Część z nich to twórcy filmów Disneya i/lub Marvela wyrzucanie dźwięków o tym, że najnowszy film MCU jest najbardziej postępowym, włączającym i/lub przyjaznym LGBTQIA filmem w historii. Tymczasem, szczególnie pod względem treści nieheterograficznych, pozostaje śmiesznie w tyle za superbohaterską telewizją fantasy Legendy jutra, Wynona Earp i toony skierowane do dzieci, takie jak Ona-Ra or She-Ra i Księżniczki Władzy i Steven Universe. Częścią tego są same media ogłaszające (na przykład) pierwszą od lat wyraźnie homoseksualną postać Disneya (Piękna i Bestia, Cruella, Rejs po dżungliitp.) nie ma wiele wspólnego z oficjalnym komentarzem studyjnym. Mimo to po usunięciu Isaaca Perlmuttera ze swojej praktycznej roli (od 2015 r. Kevin Feige odpowiadał bezpośrednio przed Disneyem) włożono wiele wysiłku w tworzenie filmów i programów z głównymi bohaterami „nie białego faceta”. Różnorodność była zaletą Fazy Czwartej, choćby dlatego, że automatycznie sprawiła, że kolejna partia filmów była mniej zbędna.

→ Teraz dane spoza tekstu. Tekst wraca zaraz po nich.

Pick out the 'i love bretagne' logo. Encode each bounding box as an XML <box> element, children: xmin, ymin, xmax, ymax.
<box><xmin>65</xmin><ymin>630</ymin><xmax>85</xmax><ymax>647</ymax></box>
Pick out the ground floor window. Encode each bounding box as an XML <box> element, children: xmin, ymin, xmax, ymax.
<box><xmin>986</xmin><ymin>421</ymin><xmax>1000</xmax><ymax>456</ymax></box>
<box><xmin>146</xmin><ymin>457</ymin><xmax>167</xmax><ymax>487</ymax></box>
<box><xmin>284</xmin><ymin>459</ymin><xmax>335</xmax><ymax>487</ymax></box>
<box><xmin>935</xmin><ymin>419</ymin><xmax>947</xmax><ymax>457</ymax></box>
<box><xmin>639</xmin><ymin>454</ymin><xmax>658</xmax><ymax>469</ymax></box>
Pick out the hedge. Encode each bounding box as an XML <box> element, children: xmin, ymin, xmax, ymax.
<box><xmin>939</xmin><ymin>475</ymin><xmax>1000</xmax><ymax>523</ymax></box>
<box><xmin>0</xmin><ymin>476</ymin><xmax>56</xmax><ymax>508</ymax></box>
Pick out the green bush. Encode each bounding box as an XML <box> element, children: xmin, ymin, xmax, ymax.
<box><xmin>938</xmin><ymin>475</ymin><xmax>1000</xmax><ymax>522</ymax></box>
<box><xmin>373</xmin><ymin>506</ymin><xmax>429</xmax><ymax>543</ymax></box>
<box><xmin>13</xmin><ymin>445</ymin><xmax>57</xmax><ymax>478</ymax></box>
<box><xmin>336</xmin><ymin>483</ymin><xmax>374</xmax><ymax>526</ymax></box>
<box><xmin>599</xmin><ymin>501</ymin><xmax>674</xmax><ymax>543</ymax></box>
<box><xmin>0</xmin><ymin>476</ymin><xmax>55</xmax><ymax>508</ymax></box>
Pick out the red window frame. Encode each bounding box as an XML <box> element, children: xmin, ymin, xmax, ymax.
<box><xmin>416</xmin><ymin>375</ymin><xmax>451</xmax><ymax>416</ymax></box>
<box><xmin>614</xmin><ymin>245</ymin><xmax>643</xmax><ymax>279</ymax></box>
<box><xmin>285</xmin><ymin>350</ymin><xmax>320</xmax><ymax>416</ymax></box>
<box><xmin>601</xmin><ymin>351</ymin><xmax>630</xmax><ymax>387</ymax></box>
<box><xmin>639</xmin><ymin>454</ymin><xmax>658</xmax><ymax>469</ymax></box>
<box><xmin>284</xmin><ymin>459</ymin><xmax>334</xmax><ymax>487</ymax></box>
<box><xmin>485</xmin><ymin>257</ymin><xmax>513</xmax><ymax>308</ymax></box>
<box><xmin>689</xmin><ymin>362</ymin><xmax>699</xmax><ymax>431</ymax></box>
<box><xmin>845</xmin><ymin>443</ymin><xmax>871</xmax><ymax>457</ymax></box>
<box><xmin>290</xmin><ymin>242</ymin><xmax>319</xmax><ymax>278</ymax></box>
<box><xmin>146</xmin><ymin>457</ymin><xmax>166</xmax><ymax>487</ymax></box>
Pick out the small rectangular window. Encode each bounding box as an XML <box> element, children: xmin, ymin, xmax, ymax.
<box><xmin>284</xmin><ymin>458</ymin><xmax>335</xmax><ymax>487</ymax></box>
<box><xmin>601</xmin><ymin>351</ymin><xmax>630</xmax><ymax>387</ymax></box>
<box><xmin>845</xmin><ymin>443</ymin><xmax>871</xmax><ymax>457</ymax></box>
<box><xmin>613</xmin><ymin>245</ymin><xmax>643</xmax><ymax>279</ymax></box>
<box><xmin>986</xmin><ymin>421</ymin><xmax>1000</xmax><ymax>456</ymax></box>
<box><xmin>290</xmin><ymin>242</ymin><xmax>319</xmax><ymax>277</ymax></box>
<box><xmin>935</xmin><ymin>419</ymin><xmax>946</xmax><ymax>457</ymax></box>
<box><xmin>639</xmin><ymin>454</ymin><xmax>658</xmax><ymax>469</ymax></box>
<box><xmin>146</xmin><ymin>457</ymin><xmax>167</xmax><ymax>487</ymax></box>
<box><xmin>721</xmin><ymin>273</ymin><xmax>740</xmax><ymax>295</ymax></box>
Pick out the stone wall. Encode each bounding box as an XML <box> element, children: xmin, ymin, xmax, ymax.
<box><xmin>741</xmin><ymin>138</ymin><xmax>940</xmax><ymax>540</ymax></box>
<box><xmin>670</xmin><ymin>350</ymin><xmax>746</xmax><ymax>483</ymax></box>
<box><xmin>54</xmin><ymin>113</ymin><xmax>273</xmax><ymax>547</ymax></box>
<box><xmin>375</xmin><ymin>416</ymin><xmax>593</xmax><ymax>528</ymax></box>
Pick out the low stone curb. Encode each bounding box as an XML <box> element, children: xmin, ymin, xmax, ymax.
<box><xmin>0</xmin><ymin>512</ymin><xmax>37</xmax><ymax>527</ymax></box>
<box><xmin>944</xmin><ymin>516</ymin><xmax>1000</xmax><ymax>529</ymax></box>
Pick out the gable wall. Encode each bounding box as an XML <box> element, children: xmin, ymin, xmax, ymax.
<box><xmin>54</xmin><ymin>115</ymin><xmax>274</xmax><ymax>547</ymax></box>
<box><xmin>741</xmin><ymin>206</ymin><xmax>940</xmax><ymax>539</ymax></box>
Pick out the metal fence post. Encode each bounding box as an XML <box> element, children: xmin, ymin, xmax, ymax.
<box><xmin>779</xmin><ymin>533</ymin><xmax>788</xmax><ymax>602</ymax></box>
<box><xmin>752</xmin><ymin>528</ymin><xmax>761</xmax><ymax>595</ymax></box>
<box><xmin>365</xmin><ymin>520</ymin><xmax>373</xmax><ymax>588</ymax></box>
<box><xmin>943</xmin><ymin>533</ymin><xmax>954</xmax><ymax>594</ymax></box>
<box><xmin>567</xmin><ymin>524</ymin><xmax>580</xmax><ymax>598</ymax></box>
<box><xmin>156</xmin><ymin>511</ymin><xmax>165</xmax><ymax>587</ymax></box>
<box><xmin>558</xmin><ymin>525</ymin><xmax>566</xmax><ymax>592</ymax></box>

Nie twierdzę automatycznie, że jest to aktywnie szkodliwe, zamierzone lub złośliwe. Niemniej jednak w najnowszej serii filmów MCU, zaczynając od Civil War i wpadam w overdrive z Avengers: Wojna Infinity i Avengers: Endgame, różne bohaterki, zwłaszcza te, które istnieją dłużej, zostały zdemaskowane w alarmującym stopniu. W próżni logiczne jest, że starsza Peggy Carter zapadnie na demencję, Thanos zamorduje Gamorę, a Szkarłatna Wiedźma złamie się i zginie na końcu (z wielką śmiercią godną wielkiego złoczyńcy). Jednak biorąc wszystko pod uwagę, MCU stało się najniebezpieczniejszą marką dla bohaterek i głównych postaci drugoplanowych. Że doktor Rachel McAdams, Christine Palmer, przetrwała Doctor Strange 2 teraz czuję się cudownie. Może fani bardziej włączającej rozrywki fantasy powinni szukać gdzie indziej. Uczciwe czy nie, Marvel Cinematic Universe stało się niemal radośnie i bez skrępowania zabójcami kobiet.